Il ne s’agit pas de « stériliser », de « nettoyer » ou de « détoxifier » l’intestin. Le système digestif a naturellement besoin d’un microbiote. L’objectif médical est de réduire les symptômes, de corriger un déséquilibre pathologique et de rétablir une fonction digestive aussi normale que possible.
Ce qu’il faut retenir
Le SIBO correspond à une prolifération ou à une composition anormale de micro-organismes dans l’intestin grêle, associée à des symptômes.

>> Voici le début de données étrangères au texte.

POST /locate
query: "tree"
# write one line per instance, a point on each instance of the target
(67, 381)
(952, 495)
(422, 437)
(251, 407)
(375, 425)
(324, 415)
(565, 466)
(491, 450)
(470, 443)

Les manifestations les plus fréquentes sont les ballonnements, les gaz, la distension abdominale, la douleur, la diarrhée et parfois la constipation. Elles ne sont cependant pas spécifiques.
Le test respiratoire au glucose ou au lactulose constitue l’examen non invasif le plus utilisé. Il mesure principalement l’hydrogène et le méthane produits par les micro-organismes puis éliminés dans l’air expiré.
Une augmentation de l’hydrogène d’au moins 20 ppm au cours des 90 premières minutes peut suggérer un SIBO. Une concentration de méthane d’au moins 10 ppm à n’importe quel moment évoque plutôt une prolifération intestinale de méthanogènes, ou IMO.
Le test présente des limites et ne doit jamais être interprété seul.
Le régime pauvre en FODMAP peut diminuer les symptômes, mais il n’est pas prouvé qu’il guérisse le SIBO. Il doit être temporaire, suivi d’une réintroduction et, idéalement, encadré par un professionnel.
La vitamine B12 doit être dosée et supplémentée lorsqu’une carence est confirmée ou fortement suspectée. Le PEA peut éventuellement agir sur la douleur ou l’hypersensibilité digestive, mais il ne traite pas directement la prolifération microbienne.
La berbérine, Coptis chinensis, l’origan, le thym, l’absinthe, l’achillée, Iberis amara, le gingembre et la réglisse présentent des usages traditionnels ou un intérêt expérimental. Les preuves cliniques restent néanmoins insuffisantes pour les présenter comme des traitements autonomes. Leur utilisation nécessite de respecter les contre-indications, les interactions médicamenteuses et la situation médicale de chaque personne.